Na tentativa de regularizar a
situação dos membros da própria chapa, outro engano que Azêdo, em condições
normais, certamente jamais cometeria: confundiu-se com nomes de dois sócios
irmãos e acabou quitando a mensalidade do jornalista Tim Lopes, morto em 2002.
Maurício Azêdo não cometeria esse engano, porque tinha uma memória prodigiosa e
não esqueceria o nome de Tim Lopes, assim como não erraria no sobrenome do
patrono de sua chapa.
Azêdo talvez não imaginasse que o
coração que se fortalecia nas disputas e batalhas fosse abandoná-lo em meio a
uma situação tão difícil; menos ainda que deixaria como herança um Conselho que
macula a sua memória. A ABI é uma nau que estancou no atoleiro da insensatez e
está sendo invadida pelos ratos do oportunismo.
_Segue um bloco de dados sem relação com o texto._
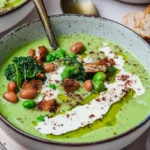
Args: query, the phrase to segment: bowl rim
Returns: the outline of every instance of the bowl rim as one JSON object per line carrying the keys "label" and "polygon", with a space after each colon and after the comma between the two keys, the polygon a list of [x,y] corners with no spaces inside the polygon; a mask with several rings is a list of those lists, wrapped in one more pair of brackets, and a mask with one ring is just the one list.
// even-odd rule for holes
{"label": "bowl rim", "polygon": [[0,12],[0,17],[3,17],[3,16],[5,16],[5,15],[7,15],[7,14],[9,14],[9,13],[12,13],[12,12],[14,12],[14,11],[17,10],[17,9],[20,9],[22,6],[24,6],[25,4],[27,4],[29,1],[30,1],[30,0],[24,0],[24,1],[23,1],[21,4],[19,4],[18,6],[12,7],[12,8],[9,9],[9,10]]}
{"label": "bowl rim", "polygon": [[[121,23],[118,23],[118,22],[113,21],[111,19],[107,19],[107,18],[104,18],[104,17],[90,16],[90,15],[82,15],[82,14],[58,14],[58,15],[49,16],[49,18],[56,18],[56,17],[63,17],[63,16],[69,16],[69,17],[71,17],[71,16],[77,16],[77,17],[87,17],[87,18],[103,19],[105,21],[109,21],[109,22],[113,22],[113,23],[119,24],[120,26],[122,26],[122,27],[130,30],[132,33],[134,33],[150,49],[150,45],[148,44],[148,42],[145,41],[136,32],[134,32],[130,28],[122,25]],[[21,30],[22,28],[25,28],[25,27],[29,26],[30,24],[33,24],[33,23],[36,23],[36,22],[40,22],[40,21],[41,21],[40,19],[35,19],[35,20],[33,20],[33,21],[29,22],[29,23],[26,23],[26,24],[23,24],[23,25],[21,25],[19,27],[16,27],[12,31],[10,31],[8,34],[6,34],[2,39],[0,39],[0,44],[3,43],[10,36],[14,35],[15,32]],[[40,138],[40,137],[33,136],[33,135],[31,135],[29,133],[26,133],[26,132],[22,131],[21,129],[15,127],[14,125],[12,125],[9,121],[7,121],[5,119],[5,117],[2,114],[0,114],[0,121],[3,121],[3,123],[5,125],[7,125],[7,127],[10,127],[16,133],[19,133],[20,135],[22,135],[22,136],[24,136],[26,138],[29,138],[29,139],[32,139],[32,140],[36,140],[37,142],[41,142],[41,143],[45,143],[45,144],[52,144],[52,145],[57,145],[57,146],[78,147],[78,146],[92,146],[92,145],[104,144],[104,143],[107,143],[107,142],[112,142],[114,140],[123,138],[124,136],[127,136],[130,133],[133,133],[134,131],[137,131],[142,126],[144,126],[145,124],[147,124],[150,121],[150,114],[144,120],[142,120],[138,125],[132,127],[131,129],[129,129],[129,130],[127,130],[127,131],[125,131],[125,132],[123,132],[123,133],[121,133],[119,135],[116,135],[116,136],[113,136],[113,137],[110,137],[110,138],[106,138],[104,140],[95,141],[95,142],[82,142],[82,143],[58,142],[58,141],[51,141],[51,140],[47,140],[47,139],[43,139],[43,138]]]}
Essa matéria reflete em parte a personalidade de Maurício Azêdo. Ele era impulsivo, às vezes autoritário, fora esses aspectos eleitorais da ABI, era eticamente irreprochável. Mas falando em autoritarismo, a chapa Vladimir Herzog, assassinado pela ditadura militar, tem em seus quadros um que foi porta-voz do regime militar: o jornalista VILLAS-BOAS.